Chapter 2. Planning Your Installation

Table of Contents

Identify Store Size and Throughput Requirements
Estimating the Record Size
Estimating the Workload
Estimate the Store's Permissible Average Latency
Determine the Store's Configuration
Identify the Target Number of Shards
Identify the Number of Partitions
Identify your Replication Factor
Identify the Total Number of Nodes
Determining the Per-Node Cache Size
Sizing Advice
Arriving at Sizing Numbers

To successfully deploy a KVStore requires analyzing the workload you place on the store, and determining how many hardware resources are required to support that workload.
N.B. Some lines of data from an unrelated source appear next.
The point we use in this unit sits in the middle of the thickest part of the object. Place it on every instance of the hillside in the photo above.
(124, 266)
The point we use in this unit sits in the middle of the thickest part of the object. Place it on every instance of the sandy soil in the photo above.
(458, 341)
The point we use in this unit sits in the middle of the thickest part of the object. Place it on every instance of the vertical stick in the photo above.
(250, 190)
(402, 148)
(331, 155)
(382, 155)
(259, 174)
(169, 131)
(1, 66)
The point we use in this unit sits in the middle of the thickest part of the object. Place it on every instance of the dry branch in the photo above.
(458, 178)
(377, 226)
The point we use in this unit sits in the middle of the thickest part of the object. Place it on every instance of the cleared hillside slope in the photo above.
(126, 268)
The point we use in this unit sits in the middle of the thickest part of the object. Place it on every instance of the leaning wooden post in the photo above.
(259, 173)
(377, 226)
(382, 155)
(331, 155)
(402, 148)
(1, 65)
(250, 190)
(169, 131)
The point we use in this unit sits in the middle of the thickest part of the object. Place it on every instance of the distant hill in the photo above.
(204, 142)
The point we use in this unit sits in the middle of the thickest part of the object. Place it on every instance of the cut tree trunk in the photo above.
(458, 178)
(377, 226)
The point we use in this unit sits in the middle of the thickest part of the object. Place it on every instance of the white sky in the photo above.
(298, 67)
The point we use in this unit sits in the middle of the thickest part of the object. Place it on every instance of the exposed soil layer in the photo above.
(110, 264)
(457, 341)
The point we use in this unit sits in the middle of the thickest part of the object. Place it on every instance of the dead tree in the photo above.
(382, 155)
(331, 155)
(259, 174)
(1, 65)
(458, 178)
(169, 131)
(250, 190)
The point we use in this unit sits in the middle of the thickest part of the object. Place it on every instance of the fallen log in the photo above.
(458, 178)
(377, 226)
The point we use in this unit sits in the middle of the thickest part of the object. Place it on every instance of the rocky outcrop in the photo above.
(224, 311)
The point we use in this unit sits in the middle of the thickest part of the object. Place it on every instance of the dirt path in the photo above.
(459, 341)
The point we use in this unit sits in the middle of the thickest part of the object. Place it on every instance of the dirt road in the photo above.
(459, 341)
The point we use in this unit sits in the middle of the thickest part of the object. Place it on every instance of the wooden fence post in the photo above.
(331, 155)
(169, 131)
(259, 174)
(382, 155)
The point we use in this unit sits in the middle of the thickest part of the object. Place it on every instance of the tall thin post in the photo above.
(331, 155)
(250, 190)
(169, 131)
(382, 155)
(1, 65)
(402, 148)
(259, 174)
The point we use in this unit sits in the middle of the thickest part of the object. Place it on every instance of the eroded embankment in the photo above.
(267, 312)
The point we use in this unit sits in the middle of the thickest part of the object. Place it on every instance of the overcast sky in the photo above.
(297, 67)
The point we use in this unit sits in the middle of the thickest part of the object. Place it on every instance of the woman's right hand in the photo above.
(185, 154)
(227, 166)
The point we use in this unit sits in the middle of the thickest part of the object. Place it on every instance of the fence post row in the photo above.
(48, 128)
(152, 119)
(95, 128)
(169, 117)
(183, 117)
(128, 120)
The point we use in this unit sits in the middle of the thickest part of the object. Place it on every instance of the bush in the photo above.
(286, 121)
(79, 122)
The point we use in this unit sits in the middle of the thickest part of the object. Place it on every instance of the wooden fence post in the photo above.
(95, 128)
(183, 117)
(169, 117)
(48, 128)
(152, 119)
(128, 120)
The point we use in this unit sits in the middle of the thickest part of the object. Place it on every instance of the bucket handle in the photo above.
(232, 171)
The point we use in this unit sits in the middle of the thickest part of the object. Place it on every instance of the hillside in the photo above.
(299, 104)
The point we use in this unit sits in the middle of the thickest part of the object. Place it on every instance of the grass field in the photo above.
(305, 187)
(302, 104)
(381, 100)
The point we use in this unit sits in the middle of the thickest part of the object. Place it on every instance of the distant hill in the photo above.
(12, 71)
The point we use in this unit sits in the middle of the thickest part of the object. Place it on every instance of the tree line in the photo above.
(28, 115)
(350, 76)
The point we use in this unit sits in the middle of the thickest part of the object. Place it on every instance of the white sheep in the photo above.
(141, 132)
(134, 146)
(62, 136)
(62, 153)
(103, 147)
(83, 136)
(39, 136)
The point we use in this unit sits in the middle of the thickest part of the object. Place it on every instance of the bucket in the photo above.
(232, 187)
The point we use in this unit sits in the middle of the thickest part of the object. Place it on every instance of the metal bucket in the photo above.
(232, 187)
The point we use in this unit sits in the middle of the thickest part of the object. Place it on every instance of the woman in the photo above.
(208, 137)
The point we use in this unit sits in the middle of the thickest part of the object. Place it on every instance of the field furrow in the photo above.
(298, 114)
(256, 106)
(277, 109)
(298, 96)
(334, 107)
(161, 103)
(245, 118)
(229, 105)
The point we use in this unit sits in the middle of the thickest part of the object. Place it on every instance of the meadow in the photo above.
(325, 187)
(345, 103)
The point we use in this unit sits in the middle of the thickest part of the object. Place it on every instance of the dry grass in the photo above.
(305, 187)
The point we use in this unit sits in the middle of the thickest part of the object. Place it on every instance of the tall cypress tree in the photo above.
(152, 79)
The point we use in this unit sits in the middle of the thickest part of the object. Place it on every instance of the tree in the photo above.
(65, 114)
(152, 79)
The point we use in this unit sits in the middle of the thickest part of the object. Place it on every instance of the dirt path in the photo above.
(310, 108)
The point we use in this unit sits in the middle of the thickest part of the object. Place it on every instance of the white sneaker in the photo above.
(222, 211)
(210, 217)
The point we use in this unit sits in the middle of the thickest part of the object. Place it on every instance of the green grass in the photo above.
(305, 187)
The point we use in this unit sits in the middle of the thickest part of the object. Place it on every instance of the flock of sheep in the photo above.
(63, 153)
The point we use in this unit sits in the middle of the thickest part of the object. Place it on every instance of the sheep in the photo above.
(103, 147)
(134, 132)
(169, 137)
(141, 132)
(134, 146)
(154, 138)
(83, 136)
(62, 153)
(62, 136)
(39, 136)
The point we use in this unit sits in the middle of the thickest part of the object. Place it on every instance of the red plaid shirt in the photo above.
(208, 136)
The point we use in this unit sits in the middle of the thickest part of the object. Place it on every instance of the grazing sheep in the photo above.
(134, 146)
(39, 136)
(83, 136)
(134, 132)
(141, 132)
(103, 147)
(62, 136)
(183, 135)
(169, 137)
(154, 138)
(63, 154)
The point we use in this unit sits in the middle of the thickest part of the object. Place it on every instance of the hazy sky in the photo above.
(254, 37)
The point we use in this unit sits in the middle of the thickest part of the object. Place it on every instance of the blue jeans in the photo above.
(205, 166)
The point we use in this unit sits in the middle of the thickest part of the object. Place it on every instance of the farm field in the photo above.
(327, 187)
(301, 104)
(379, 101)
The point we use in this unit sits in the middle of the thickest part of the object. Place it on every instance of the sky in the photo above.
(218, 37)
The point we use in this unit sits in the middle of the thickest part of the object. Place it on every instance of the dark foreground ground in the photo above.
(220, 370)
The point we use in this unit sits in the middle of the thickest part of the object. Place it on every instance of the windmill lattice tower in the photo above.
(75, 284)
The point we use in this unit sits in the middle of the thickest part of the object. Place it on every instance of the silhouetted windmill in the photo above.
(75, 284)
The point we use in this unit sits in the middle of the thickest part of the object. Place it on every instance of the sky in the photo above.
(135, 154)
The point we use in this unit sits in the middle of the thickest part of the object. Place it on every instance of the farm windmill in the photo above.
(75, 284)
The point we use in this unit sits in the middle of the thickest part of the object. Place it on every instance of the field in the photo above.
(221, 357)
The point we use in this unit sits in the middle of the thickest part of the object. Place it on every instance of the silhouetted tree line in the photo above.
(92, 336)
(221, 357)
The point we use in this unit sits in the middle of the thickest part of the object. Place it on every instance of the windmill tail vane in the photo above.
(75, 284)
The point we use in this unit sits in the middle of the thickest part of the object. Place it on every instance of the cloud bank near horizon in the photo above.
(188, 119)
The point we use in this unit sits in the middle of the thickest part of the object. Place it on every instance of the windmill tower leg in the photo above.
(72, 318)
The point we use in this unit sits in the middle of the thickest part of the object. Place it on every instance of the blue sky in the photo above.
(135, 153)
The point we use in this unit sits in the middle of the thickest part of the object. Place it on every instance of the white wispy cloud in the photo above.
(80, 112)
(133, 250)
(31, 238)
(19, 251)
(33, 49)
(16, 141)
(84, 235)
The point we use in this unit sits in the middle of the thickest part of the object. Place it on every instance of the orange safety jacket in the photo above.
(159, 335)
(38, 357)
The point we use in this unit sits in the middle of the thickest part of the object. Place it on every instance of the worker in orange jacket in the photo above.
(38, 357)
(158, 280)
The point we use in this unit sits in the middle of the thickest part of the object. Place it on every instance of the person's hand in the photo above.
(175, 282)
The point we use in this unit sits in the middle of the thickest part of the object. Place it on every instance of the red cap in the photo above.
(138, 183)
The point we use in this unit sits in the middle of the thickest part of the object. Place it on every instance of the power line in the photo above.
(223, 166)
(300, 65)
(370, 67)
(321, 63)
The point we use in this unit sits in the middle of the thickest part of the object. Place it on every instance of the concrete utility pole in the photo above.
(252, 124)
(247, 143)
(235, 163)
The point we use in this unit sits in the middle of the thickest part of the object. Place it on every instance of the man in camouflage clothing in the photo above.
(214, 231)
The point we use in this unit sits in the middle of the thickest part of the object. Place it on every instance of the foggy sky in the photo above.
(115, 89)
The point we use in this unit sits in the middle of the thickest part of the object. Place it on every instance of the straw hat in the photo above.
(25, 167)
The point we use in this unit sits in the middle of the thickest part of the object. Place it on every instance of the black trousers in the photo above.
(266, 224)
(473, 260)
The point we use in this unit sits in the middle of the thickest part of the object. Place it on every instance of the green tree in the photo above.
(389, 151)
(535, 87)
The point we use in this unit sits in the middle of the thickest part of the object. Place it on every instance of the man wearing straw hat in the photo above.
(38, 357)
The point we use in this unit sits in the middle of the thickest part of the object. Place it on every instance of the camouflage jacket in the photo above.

Once you have performed this analysis, you can then determine how you should deploy the KVStore across those resources.

The overall process for planning the installation of your store involves these steps:

Once you have performed each of the above steps, you should test your installation under a simulated load, refining the configuration as is necessary, before placing your store into a production environment.

The following sections more fully describe these steps.

Identify Store Size and Throughput Requirements

Before you can plan your store's installation, you must have some understanding of the store's contents, as well as the performance characteristics that your application requires from the store.

  • The number and size of the keys and data items that are placed in the store.

  • Roughly the maximum number of put and get operations that are performed per unit of time.

  • The maximum permissible latency for each store operation.

These topics are discussed in the following sections.

Estimating the Record Size

Your KVStore contains some number of key-value pairs. The number and size of the key-value pairs contained by your store determine how much disk storage your store requires. It also defines how large an in-memory cache is required for each physical machine used to support the store.

The key portion of each key-value comprises some combination of major and minor key components. Taken together, these look something like a path to a file in a file system. Like any file system path, keys can be very short or very long. Records that use a large number of long key components obviously require more storage resources than do records with a small number of short key components.

Similarly, the amount of data associated with each key (that is, the value portion of each key-value pair) also affects how much storage capacity your store requires.

Finally, the number of records to be placed in your store also drives your storage capacity.

Ultimately, prior to an actual production deployment, there is only one way for you to estimate your store's storage requirements: ask the people who are designing and building the application that the store is meant to support. Schema design is an important part of designing an Oracle NoSQL Database application, so your engineering team should be able to describe the size of the keys as well as the size of the data items in use by the store. They should also have an idea of how many key-value pairs the store contains, and they should be able to advise you on how much disk storage you need for each node based on how they designed their keys and values, as well as how many partitions you want to use.

Estimating the Workload

In order to determine how to deploy your store, you must determine how many operations per second your store is expected to support. Estimate:

  • How many read operations your store must handle per second.

  • How many updates per second your store must support. This estimate must include all possible variants of put operations to existing keys.

  • How many record creations per second your store must support. This estimate must include all possible variants of put operations on new keys.

  • How many record deletions per second your store must support. This estimate must include all possible variants of delete operations.

If your application uses the multi-key operations (KVStore.execute(), multiGet(), or multiDelete()), then approximate the key-value pairs actually involved in each such multi-key operation to arrive at the necessary throughput numbers.

Ultimately, the throughput requirements you identify must be well matched to the I/O capacity available with the disk storage system in use by your nodes, as well as the amount of memory available at each node.

It may be necessary for you to consult with your engineering team and/or the business plan driving the development and deployment of your Oracle NoSQL Database application in order to obtain these estimates.

Estimate the Store's Permissible Average Latency

Latency is the measure of the time it takes your store to perform any given operation. You need to determine the average permissible latency for all possible store operations: reads, creates, updates, and deletes. The average latency for each of these is determined primarily by:

  • How long it takes your disk I/O system to perform reads and writes.

  • How much memory is available to the node (the more memory you have, the more data you can cache in memory, thereby avoiding expensive disk I/O).

  • Your application's data access patterns (the more your store's operations cluster on records, the more efficient the store is at servicing store operations from the in-memory cache).

Note that if your read latency requirements are less than 10ms, then the typical hard disk available on the market today is not sufficient on its own. To achieve latencies of less than 10ms, you must make sure there is enough physical memory on each node so that an appropriate fraction of your read requests can be serviced from the in-memory cache. How much physical memory your nodes require is affected in part by how well your read requests cluster on records. The more your read requests tend to access the same records, the smaller your cache needs to be.

Also, version-based write operations may require disk access to read the version number. The KVStore caches version numbers whenever possible to minimize this source of disk reads. Nevertheless, if your version-based write operations do not cluster well, then you may require a larger in-memory cache in order to achieve your latency requirements.